C'è chi usa la Resistenza per dividere la Chiesa
La Resistenza, insomma, è una cosa seria. E aver visto che il termine è stato di recente scomodato dai soliti gruppuscoli che criticano qualunque cosa dica o faccia Papa Francesco, mi è sembrato un po' esagerato. Di più, del tutto fuori luogo. Nel mirino dei tradizionalisti c'è finito questa volta il Motu Proprio di Francesco Traditionis custodes, con il quale il Papa ha ulteriormente regolamentato l'uso della Messa in latino riformando in parte le precedenti disposizioni di Giovanni Paolo II e Benedetto XVI (1988 e 2007), assegnando maggiori responsabilità ai vescovi diocesani. Un'offensiva scatenata, come al solito, sui social, e sempre come al solito senza un gran successo (basta andare su YouTube per rendersene conto), ma questa volta con l'uso di espressioni forti in gran numero, da «maligno ukaze» a «schiaffo ai suoi predecessori», e chiamando tutti, appunto, alla «resistenza» contro una decisione «che vuole cancellare la tradizione cattolica». Trattando, insomma, Francesco alla stregua di un crudele dittatore, che governa la Chiesa secondo il suo umore.

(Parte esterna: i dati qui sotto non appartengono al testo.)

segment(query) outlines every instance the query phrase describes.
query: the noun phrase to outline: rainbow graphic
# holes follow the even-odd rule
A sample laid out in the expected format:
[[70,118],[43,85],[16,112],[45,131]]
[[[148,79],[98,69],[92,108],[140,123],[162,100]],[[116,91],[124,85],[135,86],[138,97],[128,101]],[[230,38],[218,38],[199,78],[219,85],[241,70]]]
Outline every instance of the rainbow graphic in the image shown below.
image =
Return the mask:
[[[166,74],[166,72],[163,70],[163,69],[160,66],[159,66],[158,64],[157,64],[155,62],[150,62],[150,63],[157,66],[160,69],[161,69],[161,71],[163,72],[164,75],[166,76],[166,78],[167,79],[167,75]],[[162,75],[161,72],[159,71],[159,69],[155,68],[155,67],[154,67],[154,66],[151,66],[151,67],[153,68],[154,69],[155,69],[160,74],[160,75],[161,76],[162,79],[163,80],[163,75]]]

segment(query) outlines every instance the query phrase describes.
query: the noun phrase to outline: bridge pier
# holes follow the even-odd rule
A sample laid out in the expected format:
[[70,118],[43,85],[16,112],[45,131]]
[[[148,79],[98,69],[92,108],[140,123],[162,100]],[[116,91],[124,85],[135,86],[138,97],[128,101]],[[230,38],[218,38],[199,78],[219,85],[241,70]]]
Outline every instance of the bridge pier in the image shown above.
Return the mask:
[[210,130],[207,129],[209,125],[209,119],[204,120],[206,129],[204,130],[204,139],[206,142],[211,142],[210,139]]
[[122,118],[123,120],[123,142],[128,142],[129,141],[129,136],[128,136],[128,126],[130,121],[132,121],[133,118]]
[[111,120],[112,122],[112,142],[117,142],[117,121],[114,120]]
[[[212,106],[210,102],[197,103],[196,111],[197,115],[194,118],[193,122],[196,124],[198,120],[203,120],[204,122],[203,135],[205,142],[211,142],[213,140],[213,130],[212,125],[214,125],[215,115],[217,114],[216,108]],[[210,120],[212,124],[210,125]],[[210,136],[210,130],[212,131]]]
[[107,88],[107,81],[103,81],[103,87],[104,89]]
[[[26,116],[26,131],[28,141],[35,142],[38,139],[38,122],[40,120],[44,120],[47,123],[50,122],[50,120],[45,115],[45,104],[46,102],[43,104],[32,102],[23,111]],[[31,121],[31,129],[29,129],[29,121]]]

Le cose, ovviamente, non stanno così. E forse non varrebbe neppure la pena di occuparsi della cosa se non fosse per le mistificazioni che questi gruppi operano di continuo. Intanto, a proposito del Motu Proprio, non dicono che è stato preceduto da una consultazione di tutti i vescovi del mondo, ponendo loro nove domande sull'uso della Messa in latino nelle loro diocesi. E poi, soprattutto, nascondendo quanto scritto da Bergoglio nella lettera che ha accompagnato la pubblicazione del Motu Proprio. In cui ha spiegato che la «possibilità offerta da san Giovanni Paolo II e con magnanimità ancora maggiore da Benedetto XVI al fine di ricomporre l'unità del corpo ecclesiale nel rispetto delle varie sensibilità liturgiche è stata usata per aumentare le distanze, indurire le differenze, costruire contrapposizioni che feriscono la Chiesa e ne frenano il cammino, esponendola al rischio di divisioni... Al pari di Benedetto XVI, anch'io stigmatizzo che «in molti luoghi non si celebri in modo fedele alle prescrizioni del nuovo Messale, ma esso addirittura venga inteso come un'autorizzazione o perfino come un obbligo alla creatività...». Ma non di meno mi rattrista un uso strumentale del Missale Romanum del 1962, sempre di più caratterizzato da un rifiuto crescente non solo della riforma liturgica, ma del Concilio Vaticano II, con l'affermazione infondata e insostenibile che abbia tradito la Tradizione e la "vera Chiesa"». Sono queste le parole di un dittatore?